The application provides an information desensitization method of big data, a storage medium and a server, wherein the method comprises the following steps: acquiring an original data set, wherein the original data set comprises a plurality of pieces of original data; extracting entity, relation and attribute for each piece of original data, and determining sensitive information (information exposing user privacy) in the entity and the attribute; performing primary desensitization treatment (comprising one or more of desensitization replacement, hiding and generalization) on the sensitive information, and generating condition information based on the entity, relationship and attribute after the primary desensitization treatment; and generating a generator in the countermeasure network by using the trained conditions, generating a synthetic sample based on the condition information and the random vector, and finally obtaining a desensitization data set consisting of a plurality of synthetic samples. The condition generation countermeasure network is used for generating a desensitization data set which can be used for post-processing (such as data analysis, mining and the like) based on the original data set, so that the privacy of a user is protected, and the post-processing requirement of the data is met.

Description

Information desensitization method for big data, storage medium and server
Technical Field
The present application relates to the field of big data technologies, and in particular, to an information desensitizing method, a storage medium, and a server for big data.
Background
The desensitization of sensitive information of big data is an important measure for protecting personal privacy and data security. During the course of large data processing, sensitive data including personal identity, financial information, medical records, etc. may be involved, and in order to prevent such data from being abused or compromised, desensitization measures may be taken to effectively reduce risk. Desensitization of sensitive information refers to processing sensitive data to eliminate or replace sensitive content therein so that the data no longer has the ability to directly identify individuals or sensitive information while maintaining availability. Common sensitive information desensitization methods include:
anonymization: by deleting or replacing personal identification information, such as name, identification card number, etc., the data cannot be directly associated with a particular individual.
Encryption: the encryption algorithm is used to encrypt the sensitive data, ensuring that only authorized users can decrypt and access the original data.
De-labeling: the personal identity information is separated from other attributes such that the identification information in the data cannot be directly associated with the personal identity.
Data perturbation: randomizing, perturbing or blurring the sensitive data to reduce the recognizability of the sensitive information in the data.
Data masking: generalized symbols or placeholders are used instead of sensitive data to hide the true sensitive information.

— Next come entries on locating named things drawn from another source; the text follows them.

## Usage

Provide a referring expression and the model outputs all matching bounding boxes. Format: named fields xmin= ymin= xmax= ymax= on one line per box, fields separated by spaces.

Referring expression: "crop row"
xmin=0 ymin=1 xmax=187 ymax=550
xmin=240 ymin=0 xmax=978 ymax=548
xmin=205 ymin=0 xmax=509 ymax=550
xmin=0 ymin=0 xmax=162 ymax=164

In order to keep certain availability of the desensitized data, so as to meet the requirements of data analysis, mining and the like, and meanwhile, personal privacy or sensitive information cannot be revealed, the requirements are difficult to meet in the conventional scheme. In addition, the desensitized data may be restored or informative in various ways to obtain sensitive information, such as restoration, associated information analysis, etc. There is a need for a more secure data desensitization scheme that protects user privacy.
Disclosure of Invention
The embodiment of the application aims to provide an information desensitization method, a storage medium and a server for big data, so that a desensitization data set which can be used for post-processing (such as data analysis and mining) is generated based on an original data set through a condition generation countermeasure network, the privacy of a user is protected, and the post-processing requirement of the data is met.
In order to achieve the above object, embodiments of the present application are realized by:
in a first aspect, an embodiment of the present application provides a method for desensitizing information of big data, including: acquiring an original data set, wherein the original data set comprises a plurality of pieces of original data; extracting an entity, a relation and an attribute according to each piece of original data, and determining sensitive information in the entity and the attribute, wherein the sensitive information represents information exposing privacy of a user; performing preliminary desensitization on the sensitive information, and generating condition information based on the entity, the relation and the attribute after the preliminary desensitization, wherein the preliminary desensitization comprises one or more of desensitization replacement, hiding and generalization; and generating a generator in the countermeasure network by using the trained conditions, generating a synthetic sample based on the condition information and the random vector, and finally obtaining a desensitization data set consisting of a plurality of synthetic samples.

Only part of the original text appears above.